Даже фермерские мальчишки знали, что такое журнал «Лайф» — листать его было почти то же самое, что смотреть телевизор, и на каждой блестящей страничке пестрели яркие, цветные фотографии со всего света. Одни только женские фото чего стоили!

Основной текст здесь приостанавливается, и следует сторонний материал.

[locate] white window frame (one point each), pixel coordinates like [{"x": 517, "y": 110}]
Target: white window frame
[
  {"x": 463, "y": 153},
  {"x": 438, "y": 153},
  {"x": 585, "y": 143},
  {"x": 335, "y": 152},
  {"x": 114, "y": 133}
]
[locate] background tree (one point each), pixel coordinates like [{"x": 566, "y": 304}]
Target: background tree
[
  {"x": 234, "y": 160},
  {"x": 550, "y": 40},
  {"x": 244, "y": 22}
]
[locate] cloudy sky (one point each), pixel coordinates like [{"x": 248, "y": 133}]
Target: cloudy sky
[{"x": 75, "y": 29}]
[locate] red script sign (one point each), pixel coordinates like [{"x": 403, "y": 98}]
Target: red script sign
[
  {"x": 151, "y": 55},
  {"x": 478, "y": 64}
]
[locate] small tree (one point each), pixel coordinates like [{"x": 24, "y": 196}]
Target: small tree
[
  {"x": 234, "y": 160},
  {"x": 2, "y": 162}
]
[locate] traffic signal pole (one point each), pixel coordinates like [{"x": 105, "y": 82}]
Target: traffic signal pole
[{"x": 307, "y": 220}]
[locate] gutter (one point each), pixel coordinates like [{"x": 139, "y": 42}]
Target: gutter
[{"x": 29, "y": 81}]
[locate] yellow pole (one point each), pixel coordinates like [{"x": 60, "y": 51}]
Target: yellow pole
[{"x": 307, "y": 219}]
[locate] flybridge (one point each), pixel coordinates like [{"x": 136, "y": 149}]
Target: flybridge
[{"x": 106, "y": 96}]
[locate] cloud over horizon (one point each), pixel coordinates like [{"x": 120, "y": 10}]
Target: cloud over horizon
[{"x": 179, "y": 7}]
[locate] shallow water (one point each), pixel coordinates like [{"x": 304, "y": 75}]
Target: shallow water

— Так ты работаешь в журнале «Лайф»?

— Делаю фотоэссе, — пояснила она, изобразив ладонями фотокамеру. — «В эти дни, когда страну разоряет Депрессия, а на горизонте замаячила война в Европе, парочка жирафов, переживших ураган, дарит людям желанную радость по пути через всю страну в зоопарк Сан-Диего, где их ждет директриса, миссис Белль Бенчли». — Она дернула пальцем, точно нажала на кнопку фотоаппарата, чтобы сделать снимок. — Без фотографий эти слова мало что значат. Даже если случится Второе пришествие, в «Лайф» о нем писать не станут, пока не предоставят фото. Я хочу сделать фотоэссе и о Белль Бенчли, когда доберемся до места. Хочу стать новой Маргарет Бурк-Уайт!

— Кем-кем?

— Это первая женщина-фотограф, которая работала в «Лайф», — пояснила Рыжик. — Если читал журнал, то наверняка видел ее снимки. Как по мне, это величайший фотограф на Земле.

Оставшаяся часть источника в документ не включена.